Proponents against the C.B.T. model argue that an eclectic approach is better because RET does not work for everyone. It limits the therapeutic process to the thinking process only and does not get into the emotional components resulting from past wrongs, which people need to deal with.
No matter what your personal or professional beliefs on this technique, it does work for many people, especially those who tend to overgeneralize about their life or relationships, catastrophize about what happens, and focus too much on the way things do not work out, often blaming themselves for their predicament.
RET and C.B.T. guide the patient into seeing the world the way it I.S…not how the patient views the world and leads them to their reality.
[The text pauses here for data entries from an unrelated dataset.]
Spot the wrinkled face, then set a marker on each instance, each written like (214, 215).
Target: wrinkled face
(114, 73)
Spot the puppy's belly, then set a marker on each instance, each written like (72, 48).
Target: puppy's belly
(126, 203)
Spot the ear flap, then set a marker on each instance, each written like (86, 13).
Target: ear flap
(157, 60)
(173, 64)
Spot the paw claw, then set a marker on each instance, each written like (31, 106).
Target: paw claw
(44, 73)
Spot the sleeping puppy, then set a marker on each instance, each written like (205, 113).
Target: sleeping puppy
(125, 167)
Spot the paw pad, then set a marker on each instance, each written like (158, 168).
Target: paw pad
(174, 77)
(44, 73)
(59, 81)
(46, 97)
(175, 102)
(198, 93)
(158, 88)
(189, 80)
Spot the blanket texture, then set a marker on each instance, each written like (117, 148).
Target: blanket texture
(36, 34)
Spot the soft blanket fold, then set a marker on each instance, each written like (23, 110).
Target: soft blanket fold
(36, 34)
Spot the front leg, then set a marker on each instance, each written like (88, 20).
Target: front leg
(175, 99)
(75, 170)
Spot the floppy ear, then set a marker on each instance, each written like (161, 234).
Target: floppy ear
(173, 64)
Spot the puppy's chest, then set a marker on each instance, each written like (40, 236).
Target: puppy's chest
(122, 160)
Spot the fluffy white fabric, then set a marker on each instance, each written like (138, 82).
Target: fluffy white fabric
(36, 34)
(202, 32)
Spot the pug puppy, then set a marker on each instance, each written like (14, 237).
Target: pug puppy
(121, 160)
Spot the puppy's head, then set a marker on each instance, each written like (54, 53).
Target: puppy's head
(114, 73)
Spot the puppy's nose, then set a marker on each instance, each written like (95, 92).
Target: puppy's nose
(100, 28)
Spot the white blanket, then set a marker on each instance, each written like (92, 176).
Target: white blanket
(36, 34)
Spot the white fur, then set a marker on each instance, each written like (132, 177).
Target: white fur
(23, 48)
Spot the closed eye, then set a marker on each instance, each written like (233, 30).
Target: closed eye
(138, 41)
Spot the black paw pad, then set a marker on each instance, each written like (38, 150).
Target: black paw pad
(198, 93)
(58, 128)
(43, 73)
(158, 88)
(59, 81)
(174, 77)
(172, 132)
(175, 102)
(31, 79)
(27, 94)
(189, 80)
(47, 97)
It empowers them to reach new goals that they previously did not believe they could obtain.
It acts as a method to help them analyze their lives, but practically, with positive hopes for the future, rather than the grim, bleak view that the Freudian approach takes.
It is a practical approach to behavior that allows people to explore their potential through the help of a kind guide, rather than a Psychoanalytic approach that begs the question, “Tell me about your mother.”
C.B.T. helps many people make sense of the chaos and achieve a kind of understanding they could not achieve by any other methods. But therapists should use RET and C.B.T. only with people they truly believe it will benefit, based on their knowledge of the patient and their problems.